Porsche congratulates motorsport legend Hans Herrmann
Hans Herrmann, Retro Classics, Stuttgart, Germany 2010
Hans Herrmann, one of the most successful and popular racing drivers to join the Porsche AG works team, celebrates his 90th birthday this year on February 23. The endurance and Monoposto specialist, born in Stuttgart in 1928, is regarded as one of the most reliable and consistent race drivers of all time. In the course of his motor sport career, Hans Herrmann won more than 80 overall and best in class victories, most of them for Porsche.
The proverbial Hans im Glück (Hans in luck) at the wheel celebrated his greatest successes with sports cars from Zuffenhausen: in the Mille Miglia, the Targa Florio, the Carrera Panamericana and of course in Le Mans, with the first overall victory for Porsche in 1970, driving a 917. His career began appropriately, in 1952, in a private Porsche 356, in which he took part in hill climbs, rallies and reliability runs. The very next year, he came fifth in the Lyon-Charbonnières Rally together with Richard von Frankenberg in a Porsche 356. Thereupon Porsche’s racing manager at that time, Huschke von Hanstein, brought him into Porsche works team. In 1953, Herrmann made his debut in the 24 Hours of Le Mans where, together with co-pilot Helm Glöckler in a Porsche 550 Coupé, he secured a best in class victory in the category up to 1.5 litres capacity.
After Herrmann had also secured the title of German Sports Car Champion in the same year, he attracted the attention of Mercedes-Benz head of racing Alfred Neubauer, who integrated the 26-year-old into his works team along with Juan Manuel Fangio, Stirling Moss and Karl Kling. Parallel to this, in 1954 Herrmann continued to drive for Porsche and gained prestigious class victories in the 550 Spyder in the Mille Miglia and the Carrera Panamericana.
Never to be forgotten is the spectacular incident that occurred during the Mille Miglia in 1954, when Herrmann and his co-pilot Herbert Linge ducked flat under the barriers to cross the rails at a closed level crossing, right in the path of a rapidly approaching train. Later, Herrmann made a photo of the spectacular moment the subject of a letter card, with the inscription Glück muss man haben (you’ve got to be lucky). In conversation, he completed this definition in a much more serious undertone: Glück hat, wer als Rennfahrer überlebt (luck, for a racing driver, is to survive).
When in 1955 the Daimler-Benz works withdrew from motor sport, Hans Herrmann drove once again for Porsche. There followed the wandering years with Maserati, B.R.M and Borgward and, but in 1959, Herrmann returned to his ‘own brand’, Porsche. Together with Olivier Gendebien in a Porsche 718 RS 60 Spyder, he won the 1960 12 Hours of Sebring, achieving Porsche’s first overall victory in a manufacturers’ world championship endurance race. Shortly afterwards, the team of Hans Herrmann/Joakim Bonnier also won the Targa Florio driving their Porsche RS 60 Spyder. In 1960, Herrmann also became Formula 2 European Champion with the Porsche 718/2.

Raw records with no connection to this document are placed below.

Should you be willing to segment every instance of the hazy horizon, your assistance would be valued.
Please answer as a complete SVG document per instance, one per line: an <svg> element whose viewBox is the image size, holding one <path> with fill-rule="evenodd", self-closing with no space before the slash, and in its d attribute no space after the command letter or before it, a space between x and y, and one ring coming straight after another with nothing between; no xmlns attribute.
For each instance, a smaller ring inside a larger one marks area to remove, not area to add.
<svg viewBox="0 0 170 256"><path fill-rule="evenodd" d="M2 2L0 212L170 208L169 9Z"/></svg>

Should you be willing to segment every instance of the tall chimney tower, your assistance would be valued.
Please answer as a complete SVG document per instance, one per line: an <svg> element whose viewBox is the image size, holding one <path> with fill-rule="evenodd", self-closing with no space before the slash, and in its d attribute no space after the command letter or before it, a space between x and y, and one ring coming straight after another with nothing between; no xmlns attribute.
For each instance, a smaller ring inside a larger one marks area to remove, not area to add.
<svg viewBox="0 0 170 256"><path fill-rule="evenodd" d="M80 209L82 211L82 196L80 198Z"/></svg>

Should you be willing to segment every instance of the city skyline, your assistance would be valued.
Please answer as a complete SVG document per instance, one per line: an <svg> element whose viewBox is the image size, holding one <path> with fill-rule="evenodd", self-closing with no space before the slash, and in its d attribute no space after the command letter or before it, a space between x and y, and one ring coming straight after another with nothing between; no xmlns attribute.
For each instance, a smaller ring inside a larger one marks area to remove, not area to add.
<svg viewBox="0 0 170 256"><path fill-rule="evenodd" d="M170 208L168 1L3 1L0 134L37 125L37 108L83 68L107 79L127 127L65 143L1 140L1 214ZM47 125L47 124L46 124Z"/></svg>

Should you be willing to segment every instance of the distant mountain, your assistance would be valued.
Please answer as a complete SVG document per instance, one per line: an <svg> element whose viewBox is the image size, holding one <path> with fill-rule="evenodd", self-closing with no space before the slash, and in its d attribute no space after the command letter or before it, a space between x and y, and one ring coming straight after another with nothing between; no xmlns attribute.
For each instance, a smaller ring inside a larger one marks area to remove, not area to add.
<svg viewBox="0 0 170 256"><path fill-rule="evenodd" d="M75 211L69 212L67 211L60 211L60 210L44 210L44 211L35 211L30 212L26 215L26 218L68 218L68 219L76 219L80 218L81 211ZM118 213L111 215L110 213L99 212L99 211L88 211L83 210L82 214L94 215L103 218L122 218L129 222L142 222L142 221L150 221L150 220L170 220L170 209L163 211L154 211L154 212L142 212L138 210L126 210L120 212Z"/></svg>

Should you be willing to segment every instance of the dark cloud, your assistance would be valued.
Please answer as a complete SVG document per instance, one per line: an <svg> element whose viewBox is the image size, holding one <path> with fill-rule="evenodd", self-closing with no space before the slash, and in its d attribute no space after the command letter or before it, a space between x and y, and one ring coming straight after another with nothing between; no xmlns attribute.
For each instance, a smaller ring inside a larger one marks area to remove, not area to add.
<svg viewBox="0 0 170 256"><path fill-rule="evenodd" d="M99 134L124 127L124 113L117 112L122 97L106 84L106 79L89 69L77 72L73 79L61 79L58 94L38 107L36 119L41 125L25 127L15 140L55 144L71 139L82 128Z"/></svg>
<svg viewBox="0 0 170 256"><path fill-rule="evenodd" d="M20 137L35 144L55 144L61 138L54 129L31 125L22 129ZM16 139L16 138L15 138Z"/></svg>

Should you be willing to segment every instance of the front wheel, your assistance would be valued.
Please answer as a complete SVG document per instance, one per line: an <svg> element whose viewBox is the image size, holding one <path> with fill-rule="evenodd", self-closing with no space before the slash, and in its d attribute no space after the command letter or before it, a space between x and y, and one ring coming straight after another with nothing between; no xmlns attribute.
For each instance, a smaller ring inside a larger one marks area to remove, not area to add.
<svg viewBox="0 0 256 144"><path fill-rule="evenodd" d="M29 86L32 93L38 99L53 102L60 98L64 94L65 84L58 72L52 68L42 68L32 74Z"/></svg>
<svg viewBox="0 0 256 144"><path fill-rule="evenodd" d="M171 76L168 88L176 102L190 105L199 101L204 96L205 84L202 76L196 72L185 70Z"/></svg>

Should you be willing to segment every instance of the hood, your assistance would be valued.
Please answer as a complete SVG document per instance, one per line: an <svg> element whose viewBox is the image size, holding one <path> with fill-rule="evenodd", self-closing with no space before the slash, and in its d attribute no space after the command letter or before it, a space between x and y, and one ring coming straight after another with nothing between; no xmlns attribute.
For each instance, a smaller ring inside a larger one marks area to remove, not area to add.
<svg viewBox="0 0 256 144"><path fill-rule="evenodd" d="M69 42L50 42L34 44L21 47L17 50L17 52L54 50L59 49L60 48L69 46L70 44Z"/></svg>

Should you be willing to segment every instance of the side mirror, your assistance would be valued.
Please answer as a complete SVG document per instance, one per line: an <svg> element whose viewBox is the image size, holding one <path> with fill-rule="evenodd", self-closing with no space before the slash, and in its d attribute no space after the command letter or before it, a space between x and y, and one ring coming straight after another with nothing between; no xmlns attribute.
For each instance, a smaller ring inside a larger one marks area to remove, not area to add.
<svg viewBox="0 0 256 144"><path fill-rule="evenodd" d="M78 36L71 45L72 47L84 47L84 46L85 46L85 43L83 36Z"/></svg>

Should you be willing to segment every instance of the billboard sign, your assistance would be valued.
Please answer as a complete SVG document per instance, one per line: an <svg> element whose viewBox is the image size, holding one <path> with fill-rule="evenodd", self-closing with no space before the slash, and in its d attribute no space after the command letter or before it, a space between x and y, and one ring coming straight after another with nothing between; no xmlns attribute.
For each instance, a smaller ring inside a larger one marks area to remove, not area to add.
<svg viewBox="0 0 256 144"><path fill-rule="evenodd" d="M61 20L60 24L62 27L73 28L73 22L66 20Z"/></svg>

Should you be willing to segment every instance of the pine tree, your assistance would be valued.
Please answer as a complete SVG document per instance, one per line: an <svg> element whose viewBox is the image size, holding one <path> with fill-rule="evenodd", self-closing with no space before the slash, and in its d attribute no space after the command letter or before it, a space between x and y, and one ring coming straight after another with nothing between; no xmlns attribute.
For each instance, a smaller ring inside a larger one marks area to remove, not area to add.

In 1962, he changed to Carlo Abarth and was active as works driver for the Vienna design engineer from 1963. Three years later, in 1966, he returned to the Porsche works team once again. Not only did Herrmann take part in all the great endurance races, but besides driving European hill climb championship courses, he also carried out countless test drives in the – then newly-opened – Weissach Development Centre.
In 1969, the Porsche works team secured the manufacturers’ world championship title for Porsche for the first time, thanks to the efforts of Hans Herrmann, Jo Siffert, Vic Elford, Rolf Stommelen, Udo Schütz and Gerhard Mitter. Previously, Hans Herrmann had to hand the victory to Jacky Ickx in a Ford GT 40 after 24 hours of fierce fighting, being beaten by just 120 meters in one of the most thrilling Le Mans races of all time. One year later, things went better for him because in his eleventh Le Mans, he was able to gain Porsche’s first overall victory in the famous 24-hour race.